The Other 90% - The Final Product: Develop the Program, Develop the Athlete
Those who only follow the success of a favorite program and have not actually participated in the development and management of an athletic program hold the assumptions that program development and improvement is straightforward and can be accomplished quickly. This is not so, please note the many big name universities who have struggled for decades to get to the top tier with little success. The coaching names and publicity change, but the results stay the same. There are coaching destinations that successful coaches avoid (applying for jobs) like the plague, while the “hot” new names with recent, but minimal, overall success, readily accept. The payday is bigger, but the task is daunting.
Developing a program that has been at ground zero and remained firmly entrenched in mediocrity, regardless of the temporary custodian, is past challenging. The task is fraught with naysayers who are typically filled with negative expectations, replete with energy and time necessities that can tax even the most vibrant, and is dependent on the patience and perception of others, who can see the progress more so than the struggle.
It is exceptionally difficult to take a program to new heights, but this happens enough times that such an accomplishment is not mistakenly labeled a miracle.
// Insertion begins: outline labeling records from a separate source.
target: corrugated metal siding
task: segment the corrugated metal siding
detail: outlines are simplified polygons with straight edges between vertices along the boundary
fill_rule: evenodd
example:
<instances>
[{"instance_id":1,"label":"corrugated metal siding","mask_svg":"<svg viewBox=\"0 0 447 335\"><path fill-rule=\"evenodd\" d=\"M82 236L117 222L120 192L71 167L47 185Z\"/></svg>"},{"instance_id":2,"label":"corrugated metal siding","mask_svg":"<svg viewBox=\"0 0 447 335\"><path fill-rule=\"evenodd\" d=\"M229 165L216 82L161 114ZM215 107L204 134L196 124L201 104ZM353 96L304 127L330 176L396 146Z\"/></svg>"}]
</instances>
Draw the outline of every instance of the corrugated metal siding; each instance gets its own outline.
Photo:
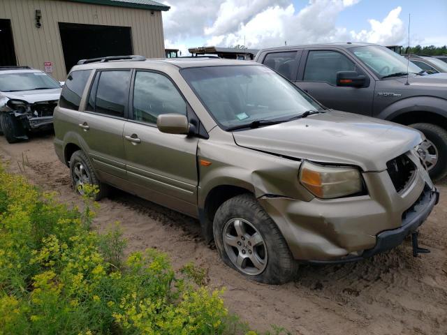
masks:
<instances>
[{"instance_id":1,"label":"corrugated metal siding","mask_svg":"<svg viewBox=\"0 0 447 335\"><path fill-rule=\"evenodd\" d=\"M35 11L42 11L42 27L36 27ZM17 65L44 69L53 64L52 76L65 80L66 72L58 22L131 27L133 53L163 57L161 12L59 0L0 0L0 19L10 19Z\"/></svg>"}]
</instances>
This phenomenon of upward success is less common than the recycled failure that continues to surround familiar programs. It is the opinion of the author that rebuilding/developing a program at the major college level is exponentially more difficult than a similar challenge at the high school level, and even slightly more difficult than rebuilding a professional program.
Being difficult does not mean impossible. And so, this final article in the series ties the themes of change, cognitive functions, and success together in a discussion of program development. There are assumptions that must be stated beforehand. First, all facilities and talent are not equal. Second, some institutions have an academic climate historically more hostile to athletics and the associated university programs. Finally, the vision and logical progression of program development must be addressed rapidly upon taking over a program. Perhaps, even as an initial task upon employment.
The above premises are related to the executive functions discussed in article two, cognitive functions. Except this time it is the coaching staff who will be challenged for solutions, not the players. Any coaching staff developing a dead horse program comes in with a vision, but the vision must be implemented. Assuming adequate, not superior, resources, the king of any executive function in developing a program is clearly management. Management is always talked about, but fans assume most coaches have the same approximate level of management. This is patently incorrect. Just like some coaches have more knowledge than their peers, some coaches excel at management. It is nearly impossible to advance the low-lying program without superior management from the very start. The window of opportunity is shorter in such circumstances. Forget on the job training for management that is for the young assistants learning at the hand of the master.